The Chinese government recently imposed a strict 10-year fishing ban on the 6,300-kilometer-long Yangtze River to preserve native fish populations.
The move was made in response to a significant drop in China’s domestic fish catch, which went from 7.65 million tons in 2017 to 6.82 million tons in 2019. For several years, China has aggressively policed its waters. In 2017, it impounded 7,000 vessels, seized 400,000 nets and recorded 10,343 arrests on fishing-related charges in 2017, according to a SeafoodSource report.
China’s hard-nosed approach to illegal domestic fishing stands in contrast to its distant-water fishing fleets in Africa, where Chinese trawlers are known for employing illegal, unreported and unregulated (IUU) fishing practices that decimate local fish stocks and destroy ecosystems. In many parts of Africa, local authorities simply do not have the resources to enforce maritime laws.

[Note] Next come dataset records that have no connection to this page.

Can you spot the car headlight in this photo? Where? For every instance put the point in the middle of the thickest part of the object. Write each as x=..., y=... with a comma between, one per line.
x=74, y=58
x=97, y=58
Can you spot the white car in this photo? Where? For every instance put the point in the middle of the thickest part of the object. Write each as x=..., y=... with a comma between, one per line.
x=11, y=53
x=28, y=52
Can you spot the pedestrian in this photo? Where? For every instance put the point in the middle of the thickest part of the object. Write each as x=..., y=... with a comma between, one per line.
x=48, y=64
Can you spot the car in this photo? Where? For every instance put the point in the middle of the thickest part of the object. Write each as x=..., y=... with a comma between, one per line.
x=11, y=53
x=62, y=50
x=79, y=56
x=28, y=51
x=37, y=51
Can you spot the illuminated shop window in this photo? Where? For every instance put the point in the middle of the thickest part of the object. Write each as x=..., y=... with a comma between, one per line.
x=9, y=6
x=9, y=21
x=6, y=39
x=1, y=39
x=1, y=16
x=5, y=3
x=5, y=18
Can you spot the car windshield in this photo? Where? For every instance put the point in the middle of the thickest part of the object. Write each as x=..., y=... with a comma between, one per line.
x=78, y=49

“The Chinese distant-water fishing fleet is active all across the African continent, as China’s massive fishing fleet has overfished its own waters,” Peter Hammarstedt, director of campaigns for Sea Shepherd Global, told ADF in an email. Sea Shepherd works with governments to combat IUU fishing in Benin, Gabon, The Gambia and Liberia, often helping West African forces arrest and fine Chinese trawlers.

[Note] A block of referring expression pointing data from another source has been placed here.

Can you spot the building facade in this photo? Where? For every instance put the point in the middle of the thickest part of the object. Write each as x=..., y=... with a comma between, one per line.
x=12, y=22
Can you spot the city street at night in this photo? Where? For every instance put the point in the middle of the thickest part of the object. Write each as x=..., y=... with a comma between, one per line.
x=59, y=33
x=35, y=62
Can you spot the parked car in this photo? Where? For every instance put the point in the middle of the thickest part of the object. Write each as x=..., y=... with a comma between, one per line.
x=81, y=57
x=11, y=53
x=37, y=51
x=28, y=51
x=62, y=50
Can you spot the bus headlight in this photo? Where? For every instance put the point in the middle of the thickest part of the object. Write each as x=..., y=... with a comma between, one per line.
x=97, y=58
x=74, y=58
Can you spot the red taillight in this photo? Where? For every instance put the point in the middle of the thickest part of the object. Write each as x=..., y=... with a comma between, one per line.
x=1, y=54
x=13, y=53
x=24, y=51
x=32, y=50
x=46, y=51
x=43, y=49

“A surplus of domestic fishing capacity — and a fish population deficit at home — are the perfect ingredients for the export of unsustainable fishing methods, overfishing practices and illegal fishing,” Hammarstedt said.
Chinese trawlers commonly use huge nets capable of catching tons of fish per day — far beyond the capacity of local fishing boats — often in zones designated for artisanal fishermen who depend on fishing for income and food.
Chinese vessels are known to underreport catches, deactivate their automatic identification systems (AIS) to avoid detection in protected waters, cut the nets of local fishermen, and ram local boats. The illegal activity sometimes results in death.
Artisanal fishermen in Mauritania called for the removal of Chinese trawlers from its waters in early September when a large Chinese trawler was accused of deliberately striking a local fishing boat, killing three Mauritanians. China operates under a 25-year deal that allows it to fish in Mauritania, but the Chinese trawler had turned off its lights and AIS while fishing in an area reserved for artisanal fishermen in the early morning darkness.
China can claim such incidents as private actions, but a recent report published by the Yale School of the Environment contends that China’s distant-water fishing fleets help its government “assert territorial domination.”
“What China is doing is putting both hands behind its back and using its big belly to push you out, to dare you to hit first,” Huang Jin, former director of the Center on Asia and Globalization at the Lee Kuan Yew School of Public Policy in Singapore, said in the Yale report.
In Mauritania, China’s Poly Hondok fishing operation is now its largest overseas fishery base, which ships 10,000 tons of seafood a year while also producing fishmeal, as do many other Chinese companies in Africa, according to a report by SeafoodSource.
China says its distant-water fishing fleet has about 2,600 vessels, but studies such as one by the Overseas Development Institute say the number is closer to 17,000. The U.S. distant-water fishing fleet, by comparison, has fewer than 300 vessels, according to the Yale report.
The exact number of vessels in China’s distant-water fishing fleet is hard to gauge, as many are flagged to other countries, mostly African nations, according to the Coalition for Fair Fisheries Arrangements.